Mum Shares Video Of Hacker Talking To Daughter, 8, Via Camera In Her Own Bedroom As Warning
A mum from Mississippi has spoken out after a hacker managed to use their Ring security camera to talk to her eight-year-old daughter.
Ashley LeMay bought the security camera during the Black Friday sale this year, and thought it would be a good way to keep an eye on her three young daughters while working her nighttime nursing shifts.
However, just four days after the camera was installed in the girls’ bedroom, Ashley’s daughter Alyssa began hearing strange noises.
You can find out more about this chilling story in the following clip:
Unsettling footage from the children’s room shows how Tiptoe Through The Tulips began to play through the security camera. Horror fans will no doubt recall how this tune was used to eerie effect in the 2010 horror movie, Insidious.
When Alyssa began investigating the source of the creepy music, a male voice could be heard saying, ‘I’m your best friend. I’m Santa Claus. Don’t you want to be my best friend?’
As reported by 6abc Philadelphia, the voice went on to taunt Alyssa, encouraging her to act disobediently. The voice stopped after her dad entered the room and disconnected the camera.
Ashley – who had been out running errands at the time of the incident – later told WMC5:
I watched the video and I mean my heart just like… I didn’t even get to the end where she is screaming ‘mommy, mommy’ before I like ran inside. […]
They could have watched them sleeping, changing. I mean they could have seen all kinds of things. Honestly, my gut, it makes me feel like it’s either somebody who knows us or somebody who is very close by.
Ashley reportedly had not set up the two-factor authentication for the Ring account, which would have offered more protection against hackers. The family has since taken other security precautions, such as making sure their WiFi is not longer visible to others.

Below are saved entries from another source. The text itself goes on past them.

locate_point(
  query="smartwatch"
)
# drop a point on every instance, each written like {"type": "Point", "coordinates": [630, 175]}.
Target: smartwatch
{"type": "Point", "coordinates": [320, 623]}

Ring have since made the following statement to WMC5 regarding the incident:
Customer trust is important to us and we take the security of our devices seriously. While we are still investigating this issue and are taking appropriate steps to protect our devices based on our investigation, we are able to confirm this incident is in no way related to a breach or compromise of Ring’s security.
Due to the fact that customers often use the same username and password for their various accounts and subscriptions, bad actors often re-use credentials stolen or leaked from one service on other services.
As a precaution, we highly and openly encourage all Ring users to enable two-factor authentication on their Ring account, add Shared Users (instead of sharing login credentials), use strong passwords, and regularly change their passwords.
The camera in question has reportedly now been disconnected, and will be returned by the family.